Pulse Chamber - Explanation

Since the first-ever gas engine was invented in 1861, there has been a demand for waste gases (Exhaust) to be safely redirected and regulate noise levels. Leap to the 1970s with mass production of gasoline-powered vehicles, modestly priced, and easy to maintain grew in mass numbers. Managing air quality was becoming obvious and apparent, and the solution was the first catalytic converter mandated on all vehicles in 1975. These were single "pancake style" multi-level core resulting in very little flow with a lot of backpressure. 

1999 was a game changer for the automotive industry, with computer technology managing fuel trims, manufacturers updated to a single monolithic Cat. per bank with an OBDII Monitoring System. (This style system is found on all current vehicles.) This indirectly created a detrimental droning effect that companies still struggle to understand. The automotive manufacturers' "fit-all" they found was to restrict the exhaust to such an extreme amount, that the droning stopped and kept the interior quiet. This added restrictions on the stock systems, and reduced performance, and mileage. 

With the changes during these times to gas-powered trucks, in particular. The aftermarket "standard " fixes were tested. There was certainly a proven product  pre-1999. The ole H-pipe during the testing, had no positive effect on the drone, while the H-pipe system resulted in a loss of power to the rear wheels with the exhaust bouncing in between banks. Next up would be an "X-pipe". These had very good results previously in muscle cars where the exhaust lengths were relatively balanced. That technology was applied to the Truck Exhaust System and the problems simply revealed themselves. We constantly tested several different shapes, hole sizes, hole shape, tubing sizes, and figures, but nothing was working correctly with exhaust pulses. 

What is an Exhaust Pulse? When the exhaust valve opens inside the combustion chamber to exchange the expelled oxygen now Co2 gases. There is a large volume of gases bunched together traveling pushed through the exhaust.

8 cylinders x 2500 RPMs = 20,000 Exhaust Pulses  

In designing the Patented Pulse Chamber, both the X-pipe and H-pipe's biggest errors were not forcing the exhaust pulses to enter a single expansion chamber to equalize & properly mix the pulses. Every exhaust pulse travels different lengths in the system which produces a different pulse size.

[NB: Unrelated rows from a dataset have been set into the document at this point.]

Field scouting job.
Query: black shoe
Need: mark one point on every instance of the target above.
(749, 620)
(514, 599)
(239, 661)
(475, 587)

MPI's pulse chamber allows the pulses to expand and mix all 8 different exhaust pulses to create the same size and sound exhaust pulses.                       

Why does a very restrictive system, not drone? What the factory system found, is when the unbalanced pulses travel 18-20 inches down a tube a system will drone. By adding large amounts of restriction you stack all those exhaust pulses limiting their movement and stopping the drone effect.